Pressed To Death: Inside The Brutal Medieval Execution Method

Aplasta y No Plesa

politica Ilustración de una escena de la época de la prensa histórica: un hombre recostado sobre una tabla de madera, rocas apiladas sobre él, un sheriff con sombrero de ala ancha observando, todo en tonos sepia y gris, con un fondo de un tribunal antiguo sin rostros reconocibles.

Si alguna vez te has preguntado qué significa realmente ‘aplastar a la muerte’, prepárate para una crónica que convierte la historia en un carrito de la compra de horror. En 1692, la ciudad de Danvers, Massachusetts, a 30 minutos de Boston, se convirtió en el escenario donde el granjero Giles Corey se transformó en el último modelo de prensa humana.

En la época de las brujas, 200 almas fueron arrastradas al tribunal y, sin pedir un verbo, el sistema juró que la presión era la única forma de ponerles un “sí” o un “no”. El sheriff George Corwin, con la paciencia de un jardinero que no quiere ver marchitar su plantío, colocó una tabla sobre Corey y, día tras día, elevaba rocas como si fueran facturas que no se podían pagar.

Dos días de silencio, tres días de respiración entrecortada, y el último suspiro de Corey fue: “más peso”. El eco de su muerte resonó hasta 1772, cuando Inglaterra, con la promesa de la Ilustración, prohibió el método pero añadió una cláusula que convertía a los que se negaban a prestar la palabra en culpables automáticamente, arrastrando a sus familias a la ruina.

Pero la prensa no fue un juego de curiosidades; se usó en Persia, Carthage (la actual Túnez), y Roma antigua, y, en el sur de Asia, los elefantes se convirtieron en los verdugos más ‘inteligentes’ de la época, porque el público no quería verte a un felino con rugido desmedido, sino la pesadez de una factura que no se podía pagar.

El último registro de este método en la India llegó en 1914, cuando un gobierno colonial se quedó con la última de las crónicas de aplastamiento.
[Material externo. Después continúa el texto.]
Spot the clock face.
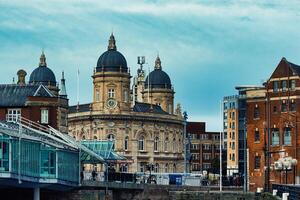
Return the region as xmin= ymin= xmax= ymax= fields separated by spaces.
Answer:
xmin=106 ymin=99 xmax=117 ymax=108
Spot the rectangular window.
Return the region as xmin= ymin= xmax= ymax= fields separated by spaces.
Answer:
xmin=96 ymin=89 xmax=100 ymax=102
xmin=41 ymin=109 xmax=49 ymax=124
xmin=284 ymin=128 xmax=292 ymax=145
xmin=124 ymin=90 xmax=128 ymax=102
xmin=272 ymin=129 xmax=279 ymax=145
xmin=273 ymin=81 xmax=278 ymax=92
xmin=253 ymin=105 xmax=259 ymax=119
xmin=281 ymin=100 xmax=287 ymax=112
xmin=290 ymin=99 xmax=296 ymax=112
xmin=290 ymin=80 xmax=296 ymax=90
xmin=6 ymin=109 xmax=21 ymax=122
xmin=254 ymin=130 xmax=259 ymax=142
xmin=281 ymin=81 xmax=287 ymax=92
xmin=254 ymin=156 xmax=260 ymax=169
xmin=108 ymin=89 xmax=115 ymax=98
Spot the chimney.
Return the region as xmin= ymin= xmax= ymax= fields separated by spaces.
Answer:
xmin=17 ymin=69 xmax=27 ymax=85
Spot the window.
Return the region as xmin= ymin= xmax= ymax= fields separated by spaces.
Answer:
xmin=107 ymin=134 xmax=115 ymax=149
xmin=41 ymin=109 xmax=49 ymax=124
xmin=6 ymin=109 xmax=21 ymax=122
xmin=254 ymin=156 xmax=260 ymax=169
xmin=273 ymin=81 xmax=278 ymax=92
xmin=41 ymin=145 xmax=56 ymax=177
xmin=154 ymin=163 xmax=159 ymax=173
xmin=138 ymin=136 xmax=145 ymax=151
xmin=168 ymin=104 xmax=173 ymax=114
xmin=203 ymin=153 xmax=210 ymax=160
xmin=281 ymin=80 xmax=287 ymax=92
xmin=273 ymin=106 xmax=277 ymax=113
xmin=108 ymin=89 xmax=115 ymax=98
xmin=164 ymin=138 xmax=169 ymax=152
xmin=173 ymin=163 xmax=176 ymax=173
xmin=254 ymin=104 xmax=259 ymax=119
xmin=204 ymin=144 xmax=210 ymax=150
xmin=284 ymin=127 xmax=292 ymax=145
xmin=165 ymin=163 xmax=169 ymax=173
xmin=124 ymin=90 xmax=128 ymax=102
xmin=0 ymin=138 xmax=9 ymax=172
xmin=124 ymin=136 xmax=129 ymax=150
xmin=281 ymin=100 xmax=287 ymax=112
xmin=96 ymin=89 xmax=100 ymax=102
xmin=254 ymin=129 xmax=260 ymax=142
xmin=272 ymin=129 xmax=279 ymax=145
xmin=154 ymin=137 xmax=159 ymax=151
xmin=120 ymin=164 xmax=128 ymax=172
xmin=290 ymin=99 xmax=296 ymax=112
xmin=173 ymin=138 xmax=177 ymax=152
xmin=290 ymin=80 xmax=296 ymax=90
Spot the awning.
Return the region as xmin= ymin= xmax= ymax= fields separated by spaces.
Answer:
xmin=80 ymin=140 xmax=126 ymax=164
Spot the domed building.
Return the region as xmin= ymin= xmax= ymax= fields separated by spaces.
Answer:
xmin=68 ymin=34 xmax=184 ymax=173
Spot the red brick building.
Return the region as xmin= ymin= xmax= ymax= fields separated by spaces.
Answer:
xmin=0 ymin=54 xmax=68 ymax=132
xmin=247 ymin=58 xmax=300 ymax=191
xmin=187 ymin=122 xmax=220 ymax=173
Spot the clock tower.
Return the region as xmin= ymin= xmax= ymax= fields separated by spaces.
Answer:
xmin=92 ymin=34 xmax=131 ymax=113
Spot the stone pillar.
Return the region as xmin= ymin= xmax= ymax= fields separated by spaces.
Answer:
xmin=33 ymin=187 xmax=40 ymax=200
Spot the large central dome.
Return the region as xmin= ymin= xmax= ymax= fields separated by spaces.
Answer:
xmin=96 ymin=34 xmax=128 ymax=72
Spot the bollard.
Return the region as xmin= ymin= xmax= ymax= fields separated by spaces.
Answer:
xmin=282 ymin=193 xmax=289 ymax=200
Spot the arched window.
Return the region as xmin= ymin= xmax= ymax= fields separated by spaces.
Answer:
xmin=154 ymin=163 xmax=159 ymax=173
xmin=138 ymin=136 xmax=145 ymax=151
xmin=173 ymin=137 xmax=176 ymax=152
xmin=173 ymin=163 xmax=176 ymax=173
xmin=107 ymin=134 xmax=115 ymax=149
xmin=95 ymin=89 xmax=100 ymax=102
xmin=154 ymin=137 xmax=159 ymax=151
xmin=164 ymin=138 xmax=169 ymax=152
xmin=124 ymin=136 xmax=129 ymax=150
xmin=165 ymin=163 xmax=169 ymax=173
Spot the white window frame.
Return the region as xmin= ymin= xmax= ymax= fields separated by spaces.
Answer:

En el fondo, la historia nos recuerda que las autoridades siempre han preferido la presión física a la presión psicológica cuando no quieren escuchar “no”.

Porque, al final, incluso la muerte con la que se enfrenta puede ser una forma de proteger la propiedad, si el condenado elige no hablar. La ironía está en que la prensa, al ser prohibida, dejó a los culpables sin la opción de mantener sus tierras; la política, con su lógica de ‘pago por culpa’, se volvió más cruel que la propia mano que aplasta.

En la era digital, donde los filtros de contenido nos protegen de los golpes reales, la historia nos recuerda que la verdad a veces se cubre con la misma presión que la hace temerosa.

Crítica:

El relato revela la brutalidad, pero faltea al no contextualizar la evolución legal post-1772. El título, aunque irónico, simplifica la complejidad del proceso judicial.